Naibe suddenly went to her knees. “Oh goddess, he’s gone, he’s gone! Leave me alone! Let me die!” she shrieked.
Instantly, the man’s entire household was in an uproar. The servants and guards ran toward the gate to see what was going on.
Wserkaf bent down and tried to pull the young woman up, but she was rooted to the spot.
“Kill me! Kill me, priest! I can’t be in your world. Stars. I must go home! I must go to the stars! To my El Anu, my Father! Kill me! Let me go!” she screamed.
Instead of being able to help her up, Wserkaf found Naibe-Ellit had tucked herself into a tight rocking ball that would not move from the threshold of his front courtyard.
“Wse. What’s this?” the inspector’s wife, a woman, near his own age, rushed out into the courtyard and across it toward him. Behind her was her serving girl, along with the women’s personal attendant. The three women clustered in the gateway, then bent down to assist the strange young woman clad only in a dance shawl and belt. “Is she Kina? She said a Kina god’s name as her Father?” The woman smoothed her own curly dark hair
, and then reached forward to the sobbing creature.
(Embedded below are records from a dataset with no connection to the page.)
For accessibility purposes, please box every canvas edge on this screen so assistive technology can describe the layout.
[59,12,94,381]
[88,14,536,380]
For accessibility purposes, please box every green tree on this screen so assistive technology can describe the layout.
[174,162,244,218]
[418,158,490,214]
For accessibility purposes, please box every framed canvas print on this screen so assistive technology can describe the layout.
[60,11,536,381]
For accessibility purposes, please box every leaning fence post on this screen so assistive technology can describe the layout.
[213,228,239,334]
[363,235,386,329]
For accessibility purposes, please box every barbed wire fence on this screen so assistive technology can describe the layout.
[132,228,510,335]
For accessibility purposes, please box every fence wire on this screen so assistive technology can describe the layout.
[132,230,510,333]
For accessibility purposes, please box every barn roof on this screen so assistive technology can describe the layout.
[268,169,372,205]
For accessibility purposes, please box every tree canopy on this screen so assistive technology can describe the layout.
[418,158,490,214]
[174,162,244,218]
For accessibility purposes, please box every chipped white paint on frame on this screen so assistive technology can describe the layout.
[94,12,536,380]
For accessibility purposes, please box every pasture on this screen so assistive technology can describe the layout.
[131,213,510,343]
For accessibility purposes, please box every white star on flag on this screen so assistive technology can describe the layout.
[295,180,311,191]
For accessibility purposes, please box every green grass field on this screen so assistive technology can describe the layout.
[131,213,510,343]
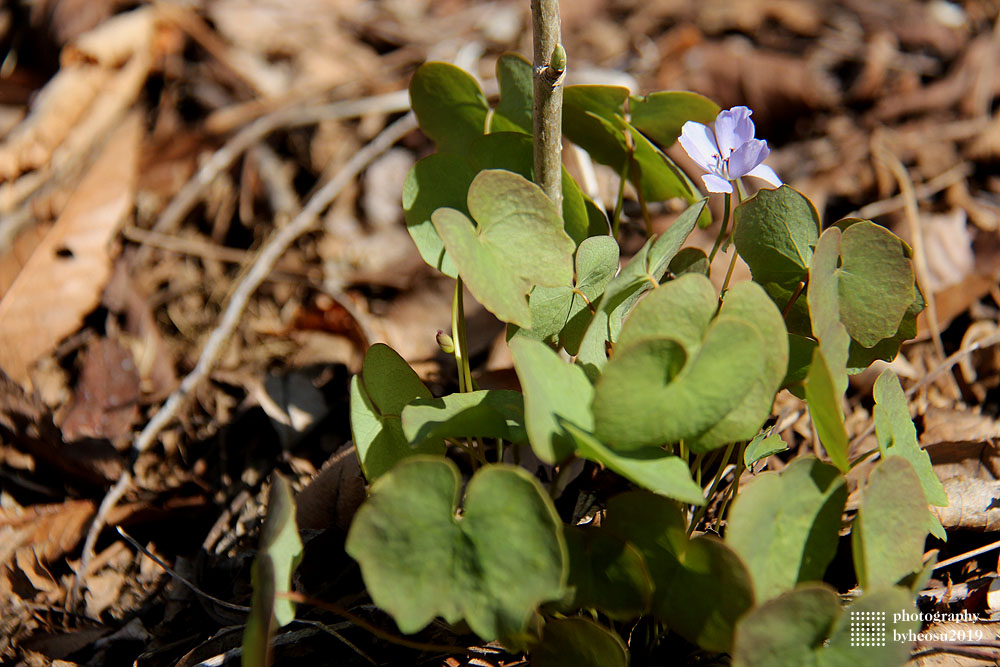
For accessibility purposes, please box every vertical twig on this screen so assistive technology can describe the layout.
[531,0,566,210]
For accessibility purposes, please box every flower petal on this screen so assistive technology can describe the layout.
[701,174,733,192]
[729,139,771,178]
[678,120,719,173]
[715,107,756,157]
[747,164,784,188]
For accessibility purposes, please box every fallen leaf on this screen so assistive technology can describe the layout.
[0,114,142,387]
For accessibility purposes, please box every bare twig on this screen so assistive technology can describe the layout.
[531,0,566,210]
[72,113,417,600]
[145,90,410,243]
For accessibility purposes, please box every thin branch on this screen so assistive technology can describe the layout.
[531,0,566,211]
[72,113,417,600]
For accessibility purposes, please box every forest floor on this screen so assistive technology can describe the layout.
[0,0,1000,667]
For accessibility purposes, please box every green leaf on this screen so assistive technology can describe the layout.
[688,281,788,451]
[733,185,819,284]
[402,389,527,446]
[847,288,926,374]
[604,491,753,651]
[726,457,847,601]
[507,236,618,354]
[243,473,302,666]
[346,456,568,641]
[733,584,920,667]
[805,347,851,472]
[531,618,628,667]
[667,247,710,276]
[594,274,764,451]
[564,526,653,621]
[510,338,594,463]
[563,86,701,209]
[403,153,476,278]
[564,424,705,505]
[837,220,916,347]
[851,456,928,590]
[629,91,719,148]
[743,433,788,470]
[351,343,444,481]
[410,62,489,155]
[577,199,708,380]
[872,368,948,507]
[431,169,575,328]
[467,132,608,243]
[490,53,534,134]
[563,86,629,170]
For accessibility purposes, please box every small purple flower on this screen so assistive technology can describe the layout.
[680,107,781,192]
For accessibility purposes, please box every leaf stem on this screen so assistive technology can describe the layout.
[688,442,736,536]
[708,192,732,266]
[781,276,809,320]
[531,0,566,211]
[451,278,476,393]
[715,442,747,533]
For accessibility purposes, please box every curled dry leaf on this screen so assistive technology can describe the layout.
[0,115,142,387]
[0,7,156,211]
[926,442,1000,532]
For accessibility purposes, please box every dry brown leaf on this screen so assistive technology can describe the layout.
[60,338,140,451]
[926,442,1000,532]
[0,7,157,211]
[0,114,142,386]
[0,500,95,564]
[295,445,365,531]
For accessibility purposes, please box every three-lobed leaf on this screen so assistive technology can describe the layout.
[726,457,847,601]
[346,456,568,643]
[350,343,444,481]
[431,169,575,328]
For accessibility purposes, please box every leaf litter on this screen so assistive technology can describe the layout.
[0,0,1000,665]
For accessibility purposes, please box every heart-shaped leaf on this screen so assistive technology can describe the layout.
[431,169,575,328]
[688,281,788,451]
[403,153,476,278]
[733,185,819,284]
[743,432,788,470]
[726,457,847,600]
[564,424,705,505]
[507,236,618,354]
[604,491,754,651]
[410,62,490,155]
[531,618,628,667]
[402,389,527,452]
[837,220,916,347]
[490,53,535,134]
[577,199,708,380]
[346,456,568,641]
[872,368,948,507]
[243,473,302,667]
[351,343,444,481]
[593,274,764,451]
[629,90,719,148]
[565,526,653,621]
[851,456,929,590]
[510,337,594,463]
[733,584,920,667]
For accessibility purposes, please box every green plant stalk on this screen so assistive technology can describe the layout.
[451,278,476,393]
[688,442,736,535]
[708,192,732,266]
[531,0,566,211]
[715,442,747,533]
[611,157,632,238]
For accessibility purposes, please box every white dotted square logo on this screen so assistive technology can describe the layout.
[851,611,885,646]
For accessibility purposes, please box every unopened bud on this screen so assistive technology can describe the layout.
[435,329,455,354]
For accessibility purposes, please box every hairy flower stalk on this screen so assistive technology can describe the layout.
[680,106,781,193]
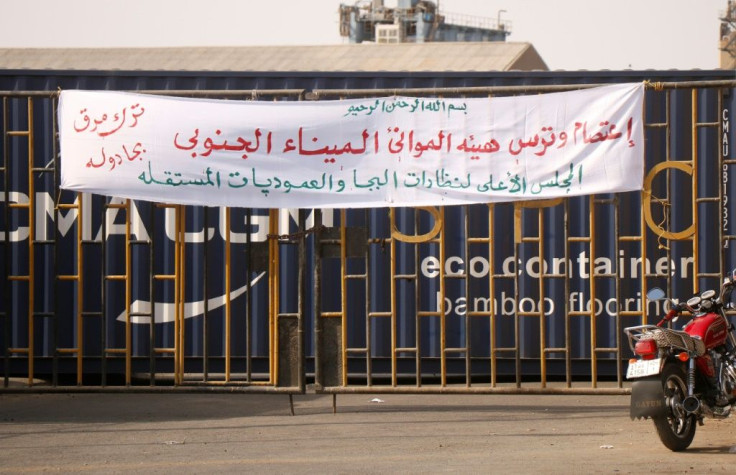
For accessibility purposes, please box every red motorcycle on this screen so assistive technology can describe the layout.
[624,270,736,451]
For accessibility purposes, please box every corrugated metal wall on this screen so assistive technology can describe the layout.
[0,71,736,392]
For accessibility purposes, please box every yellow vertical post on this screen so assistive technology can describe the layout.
[125,200,133,386]
[389,208,396,386]
[268,209,280,385]
[488,204,498,388]
[340,209,348,386]
[691,88,700,294]
[537,208,547,388]
[76,193,84,386]
[28,97,36,386]
[439,206,446,387]
[588,195,598,388]
[225,208,232,382]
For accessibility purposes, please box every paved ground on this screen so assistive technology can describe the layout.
[0,394,736,474]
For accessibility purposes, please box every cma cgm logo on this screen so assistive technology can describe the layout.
[0,191,334,244]
[0,191,334,323]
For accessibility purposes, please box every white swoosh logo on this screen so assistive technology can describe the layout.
[117,272,266,323]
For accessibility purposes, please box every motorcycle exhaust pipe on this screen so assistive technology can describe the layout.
[682,396,700,414]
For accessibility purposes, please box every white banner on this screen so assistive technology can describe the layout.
[59,84,644,208]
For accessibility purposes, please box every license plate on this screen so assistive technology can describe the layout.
[626,358,662,379]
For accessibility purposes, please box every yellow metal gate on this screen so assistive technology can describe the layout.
[0,81,736,393]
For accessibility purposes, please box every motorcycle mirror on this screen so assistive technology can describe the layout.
[647,286,668,300]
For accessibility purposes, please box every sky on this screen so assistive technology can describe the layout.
[0,0,727,70]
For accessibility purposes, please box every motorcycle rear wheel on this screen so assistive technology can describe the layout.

“A curse is on all of you!” Naibe snarled, burying her face in her loose and billowing hair that had spread itself out on the tiles. “You knew it was wrong, but you did nothing to save my beloved. Death is in this house!”
Wserkaf’s wife hissed a quick protection under her breath, and then admonished her husband: “Wse… she cannot curse our house. Show her!” she stepped back quickly, averting her eyes from the young woman’s now upturned glance.
Wserkaf seized Naibe’s heaving shoulders and shook her hard.
“Die! Murderers!” Naibe howled.
The inspector cuffed her in the face with his open palm to distract her.
“Stop it!” He roared. “Stop it now, I command you!” his hand seized the wdjat crystal on the gold chain around his neck so he could show it to her, but she collapsed in a motionless heap on the floor. Everyone who had come to see what was going on moved back a worried step. “Huh?” the inspector bent to the woman crumpled before them, shocked. He touched her throat to check her life signs.
“Wse, is she…?” the woman started to ask.
“I didn’t hit her that hard, Khentie!” the Inspector stammered. The thought that he might have killed her so effortlessly unnerved him. “I think she’s just fainted,” he turned to two of the bearers who had brought the chair in. “Here. Bek, Resh, stretch her out on the floor here,” he pointed to an empty spot in his plant-filled interior plaza. Darting to his reflection pool, he gathered some pillows from a wicker couch to place under Naibe’s head.